Coronavirus – what it means for you

Staying home

The government has said you must stay at home and avoid unnecessary contact with other people. They’ve said they’ll review this situation in early May 2020.

You could be told to return home by the police or be fined if you go out without a good reason. 

Good reasons for going out include:

  • getting money, for example from a cash machine, credit union or pawnbroker
  • shopping for basic things like food, medicine and pet supplies – you can also buy other things at the same time
  • taking a child to school
  • any medical need – but contact your GP, dentist or health service by phone first, if you can
  • caring for a vulnerable person – for example they need help to stay safe, wash or eat 
  • moving house – but you should try to delay this if possible

You can exercise daily – alone or with the people you live with. 

You or the person you care for can exercise more often if you need to because of your health condition or disability. For example, if you’re autistic and need to exercise in an open space 2 or 3 times a day.

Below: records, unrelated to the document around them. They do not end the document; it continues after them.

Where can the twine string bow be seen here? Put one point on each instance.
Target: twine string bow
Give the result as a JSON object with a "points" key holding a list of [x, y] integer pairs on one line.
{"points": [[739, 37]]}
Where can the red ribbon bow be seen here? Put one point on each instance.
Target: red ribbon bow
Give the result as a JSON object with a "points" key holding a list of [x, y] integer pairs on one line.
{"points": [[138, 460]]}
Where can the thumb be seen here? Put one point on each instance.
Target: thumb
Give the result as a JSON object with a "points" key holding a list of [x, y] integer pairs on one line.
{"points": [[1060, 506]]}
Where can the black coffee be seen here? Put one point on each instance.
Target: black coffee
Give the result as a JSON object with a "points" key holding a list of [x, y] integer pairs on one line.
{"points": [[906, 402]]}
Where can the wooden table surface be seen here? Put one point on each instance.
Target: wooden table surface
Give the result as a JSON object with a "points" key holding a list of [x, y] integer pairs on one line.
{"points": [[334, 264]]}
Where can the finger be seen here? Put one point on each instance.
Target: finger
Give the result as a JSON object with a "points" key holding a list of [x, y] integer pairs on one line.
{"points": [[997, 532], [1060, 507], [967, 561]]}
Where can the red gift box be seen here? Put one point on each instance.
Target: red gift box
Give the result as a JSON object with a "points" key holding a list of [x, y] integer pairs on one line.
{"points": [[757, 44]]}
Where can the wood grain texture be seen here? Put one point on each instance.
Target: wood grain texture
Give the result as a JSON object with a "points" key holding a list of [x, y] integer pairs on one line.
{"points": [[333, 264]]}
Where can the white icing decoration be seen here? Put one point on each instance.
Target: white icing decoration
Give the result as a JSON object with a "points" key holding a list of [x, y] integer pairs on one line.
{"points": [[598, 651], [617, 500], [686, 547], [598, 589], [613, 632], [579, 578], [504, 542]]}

You can also travel to and from work if it’s ‘not reasonably possible’ for you to work from home. This includes if you work as a volunteer or for a charity.

If you have children under 18

If you’re separated from their other parent, you can still see your children under your usual arrangements. Find out how to change child arrangements if you’re self-isolating.

You’ll also be responsible for making sure your children follow government guidance – this includes being told to return home by the police.